Посмотришь вокруг — тяжело поверить, что на свете война и вот-вот на дороге могут появиться вооружённые люди. Выскочат они отсюда, а навстречу им — такие же. Умрёт тишина. Затрещат противные природе звуки.

Кто-то станет добычей хищному воронью. Кто упадёт ещё живым, захлёбываясь кровью и тщетно умоляя о глотке воды. Кто-нибудь прошепчет: «Мама...» А мать не услышит. Кого-то возьмут в полон, потащат арканом на позор и муки...

Но везде своя жизнь. Крестиками впечатаны в белые пятна птичьи следы, а звериные лапы оставили разновеликие вмятины. Вот выскользнул из кустов ребятёнок в косматой шапке. Прыгая по заячьему следу, оглянулся — сам как пушистый зайчишка. Засмеялся звонким смехом. Воронье скосило острые взгляды, но без тревоги. Вслед продвигается дедок с топориком за красным поясом, грозит кривым пальцем, приказывая не отрываться от укрытия — от густых кустов, на которых краснобокие птицы склёвывают коричневые зёрнышки.

   — Следи!

И только отзвучало стариково предостережение, как уже вдали, от другого леса, отделились три пятнышка: всадники. Старый и малый исчезают, распугивая пирующих птиц.

Проходит немного времени. В чаще колышутся ветки. Не унимается на опушке вороний крик. И на том месте, на дороге, где исчезли люди, — уже топот копыт. Показываются шапки. Затем — плечи. У всадников рушницы и пороховницы, за сёдлами — саквы, за поясами — пистоли. У каждого на боку сабля. Шапки заснежены, как и лошадиные гривы. Кони усталые, с усилием перебирают ногами.

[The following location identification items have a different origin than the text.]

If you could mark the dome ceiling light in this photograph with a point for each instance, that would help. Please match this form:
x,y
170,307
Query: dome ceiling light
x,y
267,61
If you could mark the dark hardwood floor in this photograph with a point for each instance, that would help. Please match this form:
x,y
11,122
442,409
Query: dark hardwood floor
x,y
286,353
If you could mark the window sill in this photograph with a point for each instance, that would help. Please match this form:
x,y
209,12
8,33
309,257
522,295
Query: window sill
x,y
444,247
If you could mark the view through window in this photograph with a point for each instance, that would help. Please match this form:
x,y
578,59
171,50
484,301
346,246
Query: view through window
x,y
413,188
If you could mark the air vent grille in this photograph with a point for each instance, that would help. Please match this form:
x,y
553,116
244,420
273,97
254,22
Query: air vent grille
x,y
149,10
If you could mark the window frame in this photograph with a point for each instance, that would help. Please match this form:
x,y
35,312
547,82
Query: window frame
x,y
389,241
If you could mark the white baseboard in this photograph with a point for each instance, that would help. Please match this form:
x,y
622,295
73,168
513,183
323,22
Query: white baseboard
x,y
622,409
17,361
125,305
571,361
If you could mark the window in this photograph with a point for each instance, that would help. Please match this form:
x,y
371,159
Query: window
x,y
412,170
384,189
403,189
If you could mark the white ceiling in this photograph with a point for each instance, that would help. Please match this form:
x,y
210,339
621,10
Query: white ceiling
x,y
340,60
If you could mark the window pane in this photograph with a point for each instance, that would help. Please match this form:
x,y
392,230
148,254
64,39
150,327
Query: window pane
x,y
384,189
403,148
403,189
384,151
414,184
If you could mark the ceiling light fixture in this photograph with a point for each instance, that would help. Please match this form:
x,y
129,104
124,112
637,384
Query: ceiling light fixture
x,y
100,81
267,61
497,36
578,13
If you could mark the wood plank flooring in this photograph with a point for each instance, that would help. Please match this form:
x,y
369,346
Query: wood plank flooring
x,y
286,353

Передний всадник, чернявый и горбоносый, втянул ноздрями холодный воздух и почуял, наверное, запах дыма. Он присматривается к следам на снегу. Указывает товарищам на светлый столбик в хмуром небе — те, оба светловолосые и ясноглазые, лица опушены мягкими бородками, к которым ещё не прикасались бритвенные лезвия, приостанавливают коней. От коней исходит белый пар. Один из всадников прояснел голубыми глазами:

   — Посмотрим?

Чернявый, не раздумывая, бросает коня в галоп.

   — Потом! Если люди — значит, надолго обосновались.

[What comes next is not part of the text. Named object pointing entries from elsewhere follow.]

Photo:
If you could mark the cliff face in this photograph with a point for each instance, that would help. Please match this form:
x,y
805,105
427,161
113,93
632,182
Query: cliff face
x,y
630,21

Не успевают всадники отъехать несколько саженей, а из чащи вырывается крик:

   — Петрусь!

Чернявый дёргает поводья, чуть не вылетает из седла.

   — Кто там? Выходите!

На зов выскакивает мальчишка в косматой шапке. За ним — дед.

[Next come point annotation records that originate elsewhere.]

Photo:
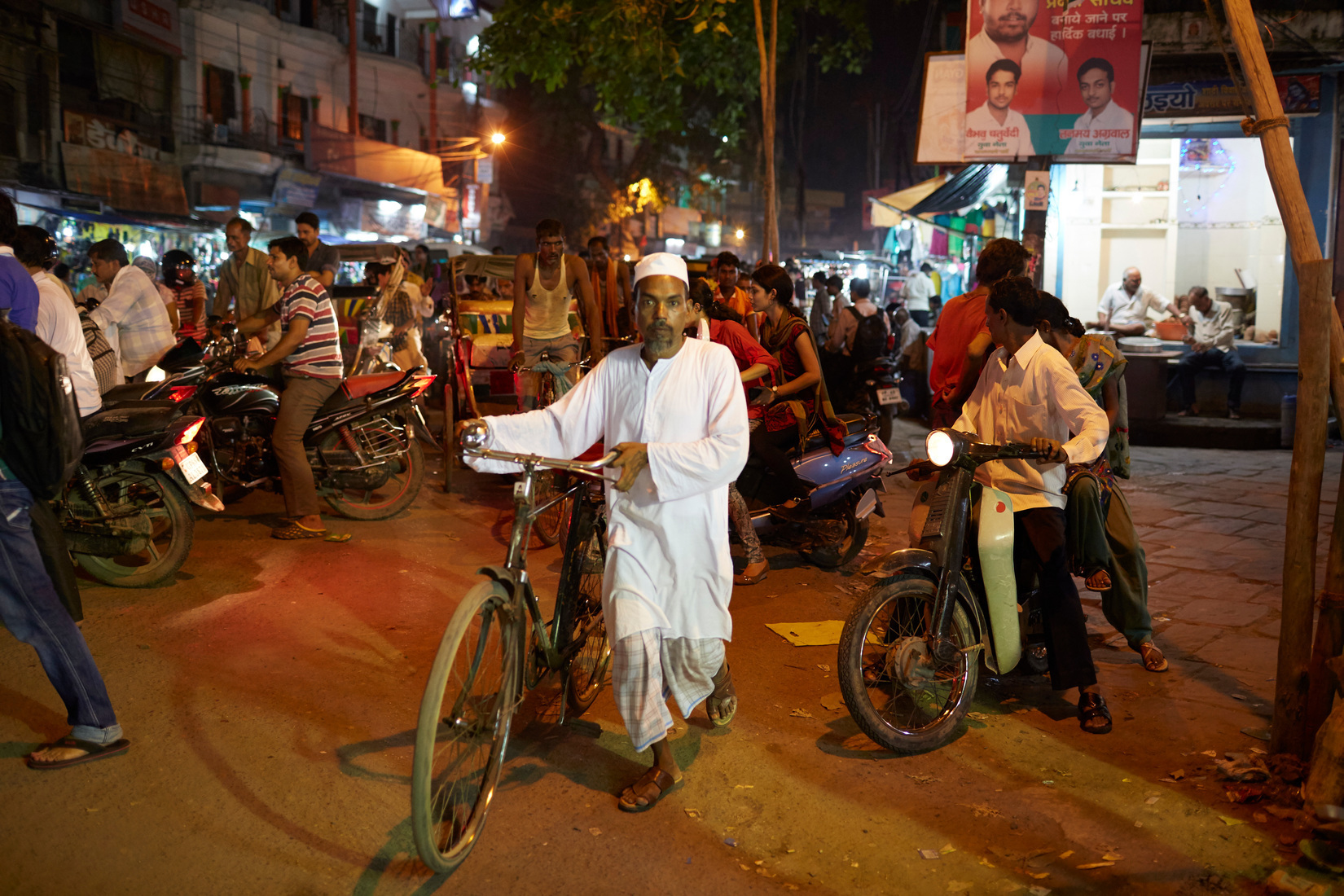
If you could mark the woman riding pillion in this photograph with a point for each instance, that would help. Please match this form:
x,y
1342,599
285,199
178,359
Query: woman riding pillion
x,y
721,324
800,401
1102,542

   — Дед Свирид! — срывается чернявый с коня.

   — Петрусь! Петро! — радостно морщится старик. — Правда ты, голубь мой? Мать трижды тебя хоронила, а ты жив! Мишко узнал... Едят его мухи!

Мальчишка, кроме косматой шапки, имеет на себе примечательную длиннополую свитку, очень знакомую всаднику.

   — Бабуня Христя каждый день рассказывали, какой он! — прыгает мальчишка перед конской мордой, смешно размахивая рукавами свитки, которую теперь можно окончательно признать: принадлежит Петрусевой матери.

От дедова кожуха — запах дыма, сырой земли, гнилых листьев.

Петрусь ничего не понимает:

   — Что за работа сейчас в лесу? Чей это хлопец? Я его видел...

   — Степан за тобой не едет? — спрашивает старик вместо ответа.